LIBANIO O retrofit leva muitas técnicas. Por exemplo: uma técnica legal são os furos de arranque. Você fura o concreto, depois que já cortou o ferro, daí limpa e cola com uma resina o ferro que vai dar continuidade ao restante da obra. Caramba, você vai colar o ferro? Sim, com resinas importadas. Para cortar, por exemplo, você tem um prédio e metade dele está trabalhando e não dá para fazer barulho. O que não faz barulho e vibração? O fio diamantado. E se você estiver num lugar confinado. O que usar? Um equipamento elétrico, e não a combustão. Hoje o que há de mais moderno é o robô. Demolimos uma parte numa obra do Hospital Sírio-Libanês [em São Paulo], as paredes duplas. Nós fomos com o crusher, que é uma esmagadora de concreto manual. Ele pesa 47 quilos, duas pessoas pegam na mão, ele tem 30 toneladas de pressão e dois pistões que vão esmagar o concreto. E como vai ser retirado? Bem, se você vai trabalhar com robô, a retirada é entulho. Se for trabalhar com fio diamantado e com serra, a retirada é em placa, porque você corta e tira. Não existe demolição mais controlada do que isso.

Em termos de canteiro, quais são as exigências para levar esse equipamento?

LIBANIO Em geral, o equipamento precisa de meio contêiner, mas depende do que será usado. Nossos equipamentos são extremamente práticos e portáteis. A única coisa mais pesada é o robô, que pesa de uma até duas toneladas, dependendo do modelo.
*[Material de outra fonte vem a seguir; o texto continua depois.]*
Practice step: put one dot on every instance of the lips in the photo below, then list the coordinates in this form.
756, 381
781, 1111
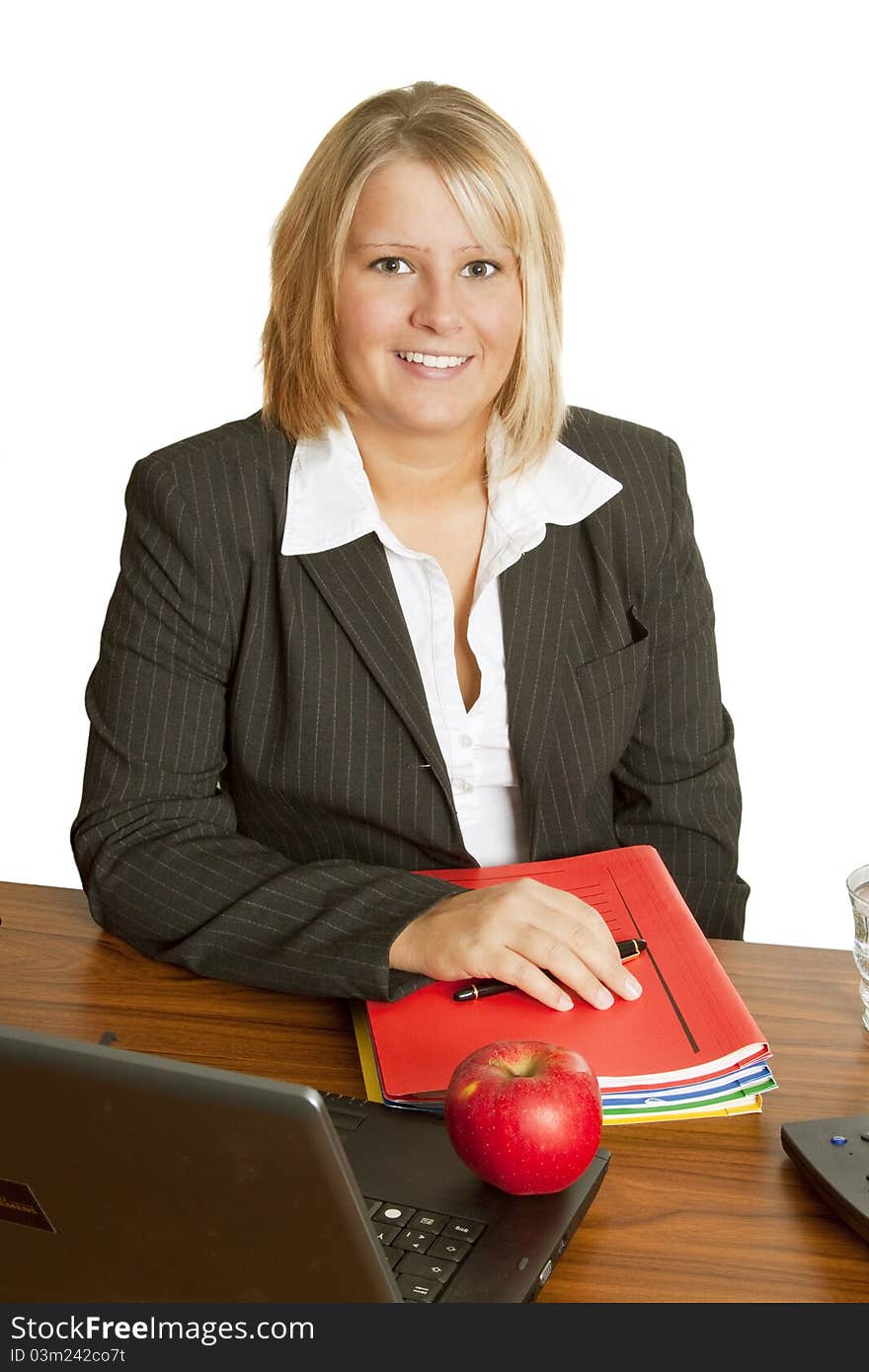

REY Ele usou esse robô aqui na minha obra, dentro do Shopping Cidade Jardim. Os donos do shopping são a JHFS, então eles já têm uma cultura de engenharia que facilita a conversa. Fui contratado por eles para fazer o reforço estrutural criando passagens, em cortinas enterradas de concreto armado, de grandes espessuras. Eles já tinham o projeto estrutural e precisavam abrir uma passagem com 2,5 metros de largura por 2,5 metros de altura. Se a gente tivesse de colocar mão de obra, um martelete para fazer isso, teríamos de usar andaime. Como o prazo era curto, a gente queria usar pouca mão de obra. Conversamos sobre a possibilidade de utilizar o fio diamantado para fazer o corte, depois o robô para demolir aquilo e fazer tudo muito rápido, seguro, sem andaimes. O cliente com a cultura de engenharia facilmente entendeu e concluiu que seria também econômico e seguro, e nos autorizou a contratar um trabalho de demolição.

BETINA Voltando à primeira pergunta feita, sobre o avanço da demolição controlada no Brasil, em como nós estamos, o Rey falou que pouca gente usa esse serviço e que os robôs atendem a esse mercado ainda pequeno. Ou o Bobcat, que é uma [marca de] miniescavadeira. No caso do robô, o operador não precisa ficar junto. No caso do Bobcat é necessário ter uma pessoa, mas o que vai acoplado na frente é a mesma coisa.

LIBANIO A diferença é que o robô atinge 4 metros de altura, e o Bobcat quase 2 metros, e é muito usado para fazer trabalhos subterrâneos justamente por ser pequenininho.

BETINA Quando são usadas tecnologias avançadas e diferentes, como a cunha hidráulica, um equipamento que também faz demolição controlada em rocha, ou o robô, todo mundo na obra para para olhar.

REY Imagina um robô demolindo um pilar, que é um serviço que seria feito por oito peões de obra, e você só usa um profissional com um joystick. Aí aparecem mais 20 engenheiros, não sei quantos conhecidos, e ficam ali umas 30, 40 pessoas vendo.

BETINA Estamos nesse pé: fica muita gente vendo e pouca gente trabalhando.